Su primera pregunta, apenas puso el pie en cubierta, fue:
—¿Han guisado mi albatros?
—¡Glotón! —exclamó Wilkye—. ¿Tanto desea la carne coriácea de ese pajarraco?
—¿Qué si la deseo? ¡Voto a Satanás! ¿No sabe que quiso comerme él a mí?
—¡Fantasías! —exclamó Linderman, riendo—. No es usted un pescado ni una gaviota.
—Pues me acometió, y si no logro estrangularlo, no estoy vivo a estas horas.
—Pero ¿cómo se cayó? —le preguntó Wilkye.
—Ya se lo diré; pero ustedes, ¿no advirtieron mi desaparición?
—No, Bisby. Le creíamos en su camarote, y sólo la notamos dos horas después. Ha tenido suerte en que le encontrásemos, entre aquella niebla que lo envolvía todo.
—Lo creo; pero ahora estoy muy bien, y sólo tengo un deseo: dar una dentellada a ese pajarraco que tomó mi cabeza por la de un pez.
—Lo comerá en la cena con salsa picante.
—¡Es que tengo hambre!
—Dentro de media hora nos llamará la campana para la cena.
—¡La cena! —exclamó Bisby, admirado—. La comida, querrá decir.
—No, amigo mío. Ha dormido usted doce horas, y son casi las nueve de la noche.
—O están locos o quieren burlarse de mí. ¿No brilla aún el sol?
—¿Y qué importa eso?
—En ningún país del Globo se ve el sol a las nueve de la noche, y se halla aún lejos del horizonte.
—Esta región, querido Bisby, es diferente de las demás, y por ahora el astro diurno no se pondrá hasta las once, y pasadas algunas semanas no se ocultará ya y nos alumbrará las veinticuatro horas seguidas durante tres o cuatro meses si continuamos bajando al Sur, o seis si llegamos al Polo.
—Creo que eso son cuentos de viejas, Wilkye. ¿Se burla usted de mí aprovechándose de mi ignorancia?
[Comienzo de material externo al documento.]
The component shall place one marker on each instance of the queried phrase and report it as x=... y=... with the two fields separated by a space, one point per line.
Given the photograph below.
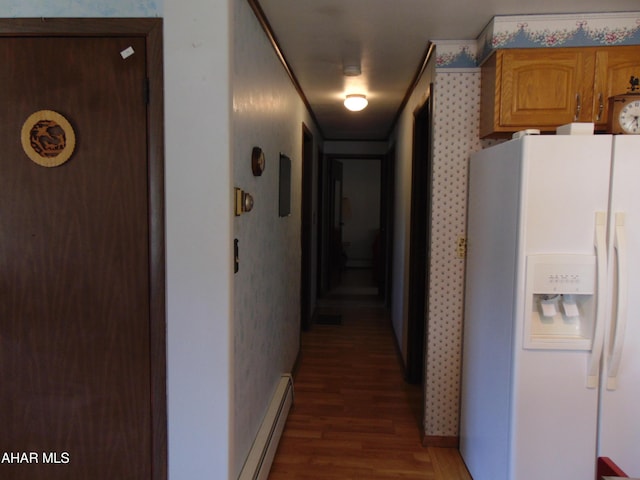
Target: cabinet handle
x=578 y=108
x=600 y=108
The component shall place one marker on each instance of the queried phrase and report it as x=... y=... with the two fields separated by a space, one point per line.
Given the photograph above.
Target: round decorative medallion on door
x=48 y=138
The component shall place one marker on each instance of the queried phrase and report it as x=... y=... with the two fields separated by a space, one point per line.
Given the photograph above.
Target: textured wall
x=267 y=112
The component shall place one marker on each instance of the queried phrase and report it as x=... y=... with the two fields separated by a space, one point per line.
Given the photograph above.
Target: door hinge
x=461 y=247
x=146 y=91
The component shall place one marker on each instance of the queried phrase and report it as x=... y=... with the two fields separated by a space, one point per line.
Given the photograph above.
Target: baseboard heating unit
x=264 y=447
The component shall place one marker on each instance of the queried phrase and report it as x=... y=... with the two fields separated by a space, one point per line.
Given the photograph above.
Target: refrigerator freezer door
x=619 y=425
x=565 y=193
—No: palabra de honor. Mire mi reloj; señala las ocho y cincuenta minutos, y el sol no tiene trazas de ponerse aún.
—¡Y el mío igual! —exclamó Bisby, que iba de sorpresa en sorpresa—. Pero ¿qué país es este? ¡Es para volverse loco, Wilkye!
—¿Y por qué, amigo mío?
—Porque no comprendo este fenómeno.
—No es un fenómeno, y la explicación es muy sencilla, querido Bisby. ¿Sabe usted por qué acortan los días de invierno en nuestras regiones septentrionales?
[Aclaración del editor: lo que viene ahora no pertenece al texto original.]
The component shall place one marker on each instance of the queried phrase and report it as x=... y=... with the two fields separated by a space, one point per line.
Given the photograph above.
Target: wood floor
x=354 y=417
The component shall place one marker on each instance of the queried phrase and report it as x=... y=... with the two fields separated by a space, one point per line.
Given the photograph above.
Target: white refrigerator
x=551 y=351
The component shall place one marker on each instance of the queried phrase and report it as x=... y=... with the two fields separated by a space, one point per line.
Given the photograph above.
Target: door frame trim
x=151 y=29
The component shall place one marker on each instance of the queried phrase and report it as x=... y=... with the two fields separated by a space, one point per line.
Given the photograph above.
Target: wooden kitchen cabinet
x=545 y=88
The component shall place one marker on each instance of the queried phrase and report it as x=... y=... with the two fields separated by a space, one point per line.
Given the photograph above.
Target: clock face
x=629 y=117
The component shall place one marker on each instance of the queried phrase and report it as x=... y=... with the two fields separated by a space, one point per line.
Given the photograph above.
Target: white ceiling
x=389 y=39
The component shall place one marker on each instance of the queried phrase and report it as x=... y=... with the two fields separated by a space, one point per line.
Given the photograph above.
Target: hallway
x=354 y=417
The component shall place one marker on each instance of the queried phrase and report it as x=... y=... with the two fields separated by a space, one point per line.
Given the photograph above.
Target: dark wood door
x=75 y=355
—No lo podría explicar. Yo sólo entiendo de carnes saladas.
—Sencillamente, porque el sol envía sus rayos más directamente hacia las regiones meridionales, situadas al otro lado del Ecuador, y las cuales gozan entonces del estío. El Polo Norte, que es el punto más lejano del Ecuador, no recibe entonces, a causa de la redondez de la Tierra, ni un solo rayo solar. Más claro: si en Baltimore, y por consecuencia en todas las regiones situadas en el mismo paralelo, disfrutan diez horas de luz, las situadas más al Norte gozarán sólo nueve: las más lejanas, ocho: siete las situadas más allá, y así sucesivamente, hasta llegar a las que no disfrutan de la luz solar en pleno Polo Norte. Lo mismo ocurre en las regiones australes. El sol ha pasado el Ecuador y se aleja cada vez más del hemisferio septentrional, descendiendo hacia el Sur. Los países situados al otro lado del círculo antártico tendrán siempre día y noche, porque la Tierra gira; pero el Polo, que puede considerarse como el eje o perno, permanece casi fijo en un punto, y por eso allí, durante el estío, no se pone nunca; pero cuando se aleja para volver al otro hemisferio, cae en el Polo una noche horrenda que dura seis meses. Aguarde a que llegue el otoño, y verá al sol alejarse de estas regiones muy rápidamente y disminuir la duración de los días, hasta que reina una oscuridad tan profunda que no logran romperla la luna ni las estrellas con su pálida luz.
—¡Oh! ¡Me da frío pensarlo, Wilkye!
—Ya lo tendrá usted, y excesivo. Este país se cubrirá de nieves y hielos espantosos, y la temperatura bajará a cuarenta y a cincuenta grados bajo cero.
—Para eso tengo mi piel de bisonte, que me hace sudar.
—Ahora; pero después no le servirá de nada.
—¿Y no regresaremos antes de que lleguen esos fríos?
—¡Quién sabe! Si la Estrella Polar llega a ser aprisionada por los hielos, nos veremos obligados a invernar en las costas de la Tierra de Graham.
—¿Entre los hielos?
—Sí, Bisby.
—No me disgustaría ver esas famosas montañas de hielo. Dicen que son muy bellas.
—¿Quiere ver algunas?
—Sí, Wilkye.
—Pues allí viene una verdadera flota. Son admirables esos icebergs; pero nos anuncian que la mala época ha comenzado en las costas del continente polar, y nos dicen que bien pronto nuestra valerosa goleta será sometida a dura prueba.